Search code examples
python-3.xpymongotweets

How to utilize OR statements and variable assignment in PyMongo?


I am working with tweets. I would like to assign brand titles and ad titles to each tweet. I am working in python rather than strictly mongo because I want to automate this process for an upcoming event. Overall, I am processing over 700k tweets. I would like to work in PyMongo as much as possible so that my processing times can be short and sweet.

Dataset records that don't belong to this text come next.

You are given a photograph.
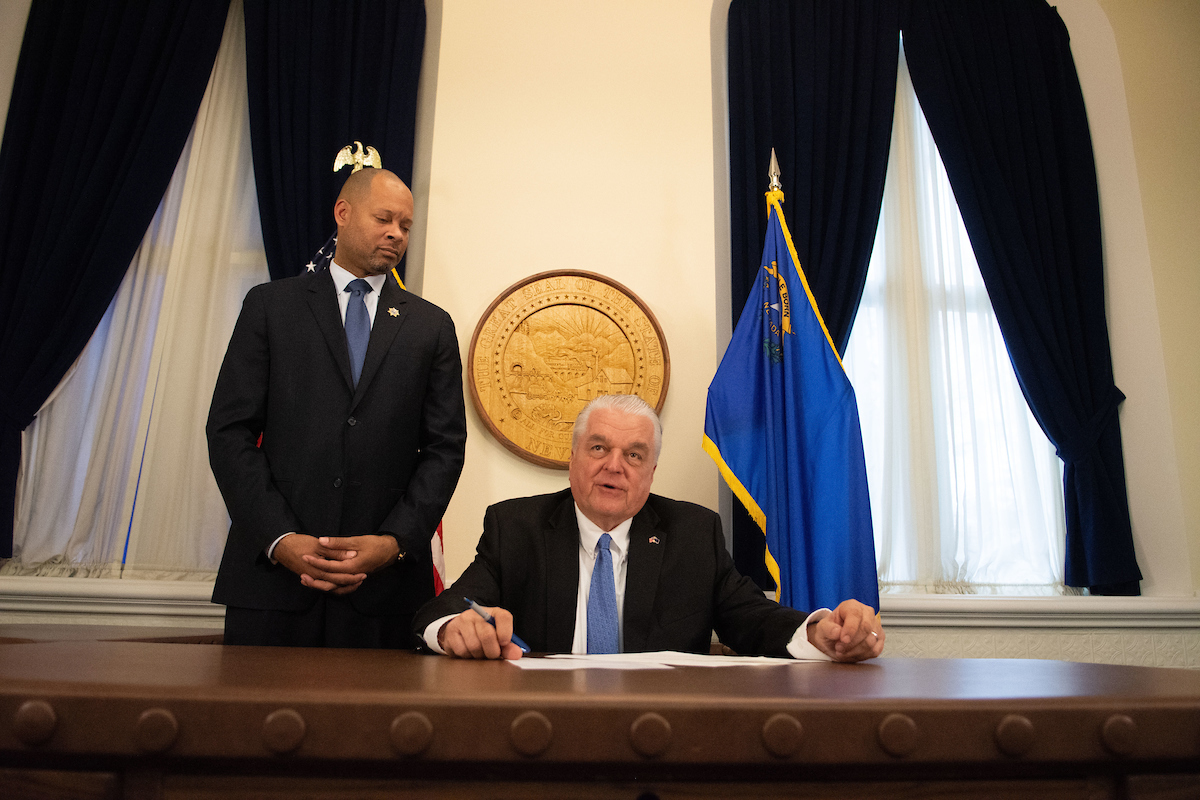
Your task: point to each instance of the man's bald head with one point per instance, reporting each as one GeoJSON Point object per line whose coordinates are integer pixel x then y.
{"type": "Point", "coordinates": [358, 185]}
{"type": "Point", "coordinates": [373, 215]}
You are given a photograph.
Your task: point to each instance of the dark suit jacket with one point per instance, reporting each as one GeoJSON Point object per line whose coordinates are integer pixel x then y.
{"type": "Point", "coordinates": [678, 589]}
{"type": "Point", "coordinates": [335, 459]}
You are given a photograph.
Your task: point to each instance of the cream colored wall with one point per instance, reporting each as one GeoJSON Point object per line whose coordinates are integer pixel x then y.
{"type": "Point", "coordinates": [575, 136]}
{"type": "Point", "coordinates": [589, 136]}
{"type": "Point", "coordinates": [1157, 41]}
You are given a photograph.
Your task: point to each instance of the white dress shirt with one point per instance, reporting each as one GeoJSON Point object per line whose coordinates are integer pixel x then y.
{"type": "Point", "coordinates": [589, 540]}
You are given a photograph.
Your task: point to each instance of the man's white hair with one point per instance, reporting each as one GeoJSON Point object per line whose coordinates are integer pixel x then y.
{"type": "Point", "coordinates": [624, 403]}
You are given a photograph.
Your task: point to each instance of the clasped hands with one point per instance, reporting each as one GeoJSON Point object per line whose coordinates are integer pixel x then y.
{"type": "Point", "coordinates": [336, 564]}
{"type": "Point", "coordinates": [850, 632]}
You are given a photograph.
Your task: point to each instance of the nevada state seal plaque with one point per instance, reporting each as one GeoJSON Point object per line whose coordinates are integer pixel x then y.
{"type": "Point", "coordinates": [551, 343]}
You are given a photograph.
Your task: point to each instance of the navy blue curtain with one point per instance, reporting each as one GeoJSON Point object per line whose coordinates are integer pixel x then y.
{"type": "Point", "coordinates": [323, 73]}
{"type": "Point", "coordinates": [105, 96]}
{"type": "Point", "coordinates": [997, 84]}
{"type": "Point", "coordinates": [816, 80]}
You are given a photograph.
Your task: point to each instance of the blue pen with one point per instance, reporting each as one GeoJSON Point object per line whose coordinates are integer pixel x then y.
{"type": "Point", "coordinates": [491, 620]}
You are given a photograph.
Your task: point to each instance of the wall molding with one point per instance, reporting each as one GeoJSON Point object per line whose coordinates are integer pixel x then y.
{"type": "Point", "coordinates": [108, 601]}
{"type": "Point", "coordinates": [1071, 612]}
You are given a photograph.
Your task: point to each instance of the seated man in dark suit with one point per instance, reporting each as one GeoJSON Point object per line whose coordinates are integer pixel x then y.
{"type": "Point", "coordinates": [609, 567]}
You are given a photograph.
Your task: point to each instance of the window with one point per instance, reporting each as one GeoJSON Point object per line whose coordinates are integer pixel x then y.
{"type": "Point", "coordinates": [966, 491]}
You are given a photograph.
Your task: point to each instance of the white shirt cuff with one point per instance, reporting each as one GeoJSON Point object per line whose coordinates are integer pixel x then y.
{"type": "Point", "coordinates": [431, 633]}
{"type": "Point", "coordinates": [799, 647]}
{"type": "Point", "coordinates": [270, 551]}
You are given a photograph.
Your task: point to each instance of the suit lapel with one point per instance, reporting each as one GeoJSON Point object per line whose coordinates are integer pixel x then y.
{"type": "Point", "coordinates": [642, 577]}
{"type": "Point", "coordinates": [383, 331]}
{"type": "Point", "coordinates": [562, 542]}
{"type": "Point", "coordinates": [323, 302]}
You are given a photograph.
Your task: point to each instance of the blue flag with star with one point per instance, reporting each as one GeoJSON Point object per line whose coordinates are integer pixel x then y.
{"type": "Point", "coordinates": [783, 426]}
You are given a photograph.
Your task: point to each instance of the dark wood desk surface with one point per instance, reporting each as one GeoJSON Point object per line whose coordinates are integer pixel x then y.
{"type": "Point", "coordinates": [119, 705]}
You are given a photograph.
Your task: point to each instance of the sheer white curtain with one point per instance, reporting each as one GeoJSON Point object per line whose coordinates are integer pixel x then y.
{"type": "Point", "coordinates": [114, 476]}
{"type": "Point", "coordinates": [966, 491]}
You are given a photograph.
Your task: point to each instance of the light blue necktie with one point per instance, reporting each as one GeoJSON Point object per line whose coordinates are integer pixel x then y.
{"type": "Point", "coordinates": [358, 325]}
{"type": "Point", "coordinates": [603, 602]}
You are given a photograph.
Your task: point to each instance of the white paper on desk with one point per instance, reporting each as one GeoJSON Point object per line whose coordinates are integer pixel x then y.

The following code is related to a much broader script that gathers and aggregates the tweets before this point. This is only related to assigning an ad based on regular expression values. My issue is that all the tweets in my test db are being updated as TRUE, even if they do not hold the allotted RE value.

col.update_many({},
                {'$set': {"AdName": 'x'} }
                )

col.update_many({"AdName": {"$exists": True}},
                [{'$set':
                    {'AdName':
                        {"$or":
                        [{'$eq':[{'text':re.compile('BudLight')},'TestAdName']}]
                        }
                    }
                  }
                ]
                )

What I'd like to see happening

I am attempting to update these tweets to hold a specific ad name based on the RE values in the or statement. Afterwords, I will assign a brand to each tweet based on the ad titles that have been assigned through this process.

I assume my update syntax may be incorrect, but the PyMongo documentation isn't all that helpful in relation to what I am attempting to do.

ALSO: PyMongo does not support $regex commands in conditional statements.


Solution

  • I was able to better understand how to implement this idea.

    My mistake was placing the conditional statement in the update parameter. The $or function better works in the filter function of update_many. After the filter is satisfied, I then am able to update the AdTitle adequately.

    # Avengers Endgame
    col.update_many(
                    {'$or' :
                            [
                             {'text': { '$regex' : 'avengers', '$options' : 'i'}},
                             {'text': { '$regex' : 'Avengers', '$options' : 'i'}},
                             {'text': { '$regex' : 'Endgame', '$options' : 'i'}},
                             {'text': { '$regex' : 'endgame', '$options' : 'i'}},
                             {'text': { '$regex' : 'avengers endgame', '$options' : 'i'}},
                            ]
                    },
                      [{'$set':{'AdTitle':'Avengers Endgame'}}]
                     )